With availability of multiple tools for detection of sub clinical arteriosclerosis, it becomes essential to determine how to interpret results of one test in view of the results of others since all these tests are used for the same purpose i.e. prediction of future risk of cardiovascular events. Since endothelial dysfunction is the earliest step in atherogenesis, it can be presumed that impaired BaFMD could exist in presence of normal IMT or PWV. However, relative importance of CIMT and PWV was not established. While carotid IMT is a marker of structural aspect of arteriosclerosis, PWV reflects its functional consequences. Studies conducted till date that had evaluated inter-relationship of these two markers of structural and functional aspects of arteriosclerosis had shown inconsistent results. Hence, we conducted this study to assess the correlation between carotid IMT and arterial PWV in patients with and without established CAD. Sixty-four patients with angiographicaly proven coronary artery disease and 84 age-matched individuals without coronary artery disease but having one or more conventional cardiovascular risk factors were included in the study.
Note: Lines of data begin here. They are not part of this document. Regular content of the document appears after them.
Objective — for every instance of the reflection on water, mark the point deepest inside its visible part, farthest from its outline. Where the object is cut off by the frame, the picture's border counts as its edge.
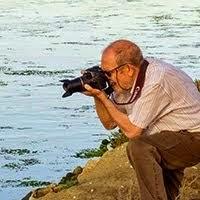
(44, 41)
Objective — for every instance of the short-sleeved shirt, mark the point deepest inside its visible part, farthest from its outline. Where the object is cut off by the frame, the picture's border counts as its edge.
(169, 100)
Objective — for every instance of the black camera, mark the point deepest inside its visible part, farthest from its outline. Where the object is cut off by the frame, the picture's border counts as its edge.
(93, 76)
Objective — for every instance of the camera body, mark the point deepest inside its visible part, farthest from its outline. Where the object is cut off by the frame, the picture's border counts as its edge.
(93, 76)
Individuals with established cerebral-vascular disease and peripheral vascular disease were excluded from the study. Carotid intima-media thickness of far wall was measured at three predefined sites (distal common carotid, carotid bifurcation and proximal internal carotid artery) on each side. Brachial-ankle pulse wave velocity was measured non-invasively using VP 1000 (Colin Corporation) automated ABI/ PWV analyser. There was no significant difference in gender and presence of cardiovascular risk factors in the two groups. Mean and maximum carotid intima-media thickness and brachial-ankle pulse wave velocity were all significantly higher in coronary artery disease patients as compared to patients without coronary artery disease (0.842 v. 0.657 mm, p less than 0.0001; 1.076 v. 0.795 mm, p less than 0.0001; 1708.63 v. 1547.26 cm/s, p less than 0.0004 respectively). There was a significant correlation between brachial-ankle pulse wave velocity and both mean and maximum carotid intima-media thickness in patients with coronary artery disease (r =0.47, p less than 0.0001 and r=0.41, p < 0.0008 respectively) but not in individuals without coronary artery disease (r=0.01 and -0.1 respectively). (Indian Heart Journal 2004; 56: 117-122)
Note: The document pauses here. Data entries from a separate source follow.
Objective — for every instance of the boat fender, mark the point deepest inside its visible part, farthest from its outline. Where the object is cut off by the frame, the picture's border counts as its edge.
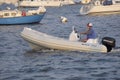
(97, 3)
(109, 43)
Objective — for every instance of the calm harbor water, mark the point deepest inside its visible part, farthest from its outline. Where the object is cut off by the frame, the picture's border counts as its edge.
(19, 62)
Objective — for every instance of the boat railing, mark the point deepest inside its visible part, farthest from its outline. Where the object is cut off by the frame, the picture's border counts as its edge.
(86, 8)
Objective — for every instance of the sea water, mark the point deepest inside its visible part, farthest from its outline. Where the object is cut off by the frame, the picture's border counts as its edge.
(19, 62)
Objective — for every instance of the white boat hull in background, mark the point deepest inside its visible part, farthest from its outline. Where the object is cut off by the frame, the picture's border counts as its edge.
(99, 8)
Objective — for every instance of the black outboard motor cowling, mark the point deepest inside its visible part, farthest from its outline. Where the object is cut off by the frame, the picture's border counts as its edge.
(109, 43)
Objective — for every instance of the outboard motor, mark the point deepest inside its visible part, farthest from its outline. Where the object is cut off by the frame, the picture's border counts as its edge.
(109, 43)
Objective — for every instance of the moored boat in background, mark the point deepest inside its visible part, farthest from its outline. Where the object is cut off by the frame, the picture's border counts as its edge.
(36, 3)
(98, 6)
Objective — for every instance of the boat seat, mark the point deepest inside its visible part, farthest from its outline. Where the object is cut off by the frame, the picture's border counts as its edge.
(95, 41)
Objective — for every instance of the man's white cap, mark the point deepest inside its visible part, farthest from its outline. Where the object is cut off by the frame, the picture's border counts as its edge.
(90, 24)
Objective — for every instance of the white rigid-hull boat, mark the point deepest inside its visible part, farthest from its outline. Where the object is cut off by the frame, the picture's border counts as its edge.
(97, 7)
(38, 40)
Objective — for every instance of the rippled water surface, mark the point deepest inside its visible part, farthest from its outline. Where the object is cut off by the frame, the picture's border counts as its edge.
(19, 62)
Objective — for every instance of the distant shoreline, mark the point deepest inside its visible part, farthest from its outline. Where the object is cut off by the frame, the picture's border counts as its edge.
(8, 1)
This study clearly showed that the correlation between carotid intima-media thickness and brachial-ankle pulse wave velocity becomes stronger with increasing extent of arteriosclerosis. In other words, if both CIMT and PWV are increased, patient can confidently be suspected of harbouring CVD. But when only one of these two parameters are abnormal the likelihood of having CVD cannot be predicted.
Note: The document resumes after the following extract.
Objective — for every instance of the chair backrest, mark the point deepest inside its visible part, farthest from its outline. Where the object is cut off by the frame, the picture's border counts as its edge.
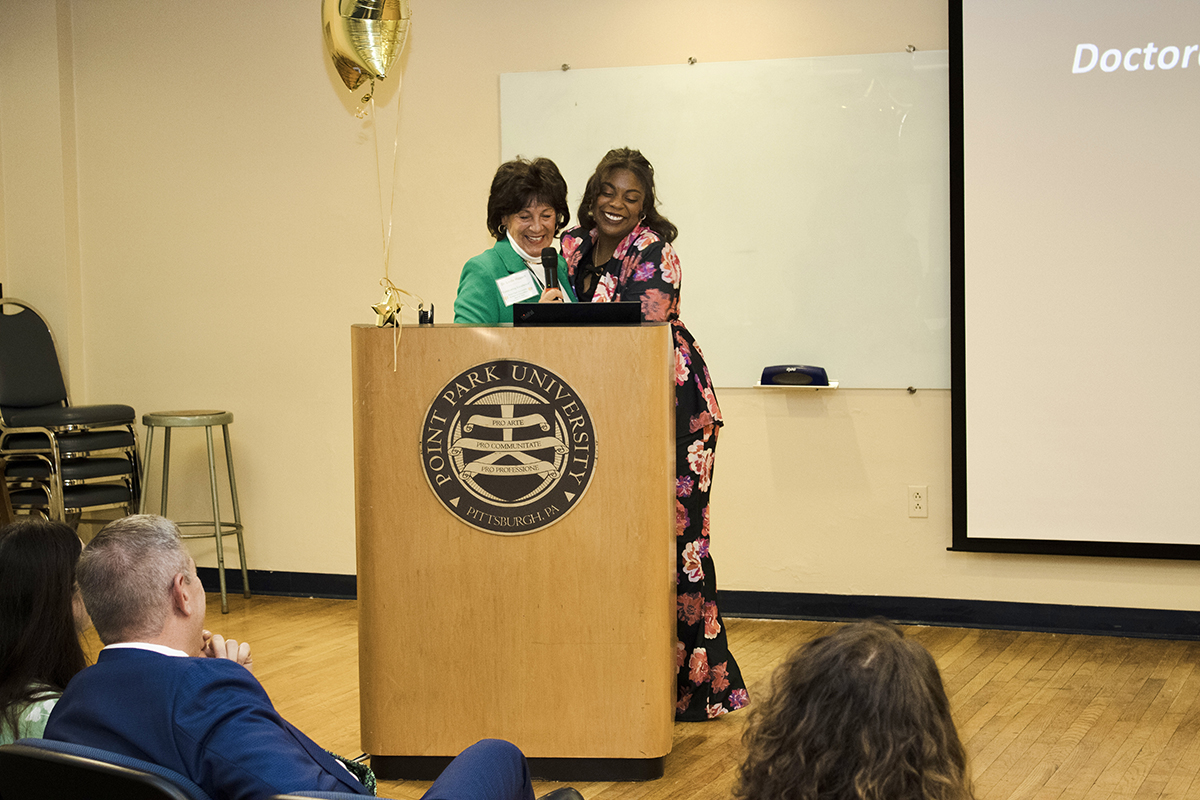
(40, 769)
(30, 373)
It is evident that burden of CVD is rapidly increasing in India and has already developed into an epidemic. Prevention of CVD should therefore be given highest priority in delivery of healthcare in our country. Lack of adequate infrastructure, poor access of majority of Indian population to health care facilities, extremely poor awareness among general population about healthy life style, and almost total lack of scientific data about cardiovascular prevention in India have been the major obstacles. Our unique community outreach program through which we have organized hundreds of free heart camps to increase health care awareness in the community has been a major endeavor in this direction. This has been amply complemented by our research work that included development of strategy for early detection of high-risk individuals, assessment of the prevalence of cardiovascular risk factors in community and in patients having coronary artery disease and determination of their relative importance in causation of disease. Based on our research work, we have been able to define the importance of newer non-invasive techniques in prediction of CVD and their role in risk stratification of the individuals. Today, we are the only center in India to have a systematic, organized early detection set-up for cardiovascular diseases that includes state-of-the-art techniques such as carotid intima-media thickness, brachial artery flow-mediated dilatation and arterial pulse wave velocity. Even the best of labs abroad do not routinely perform these tests.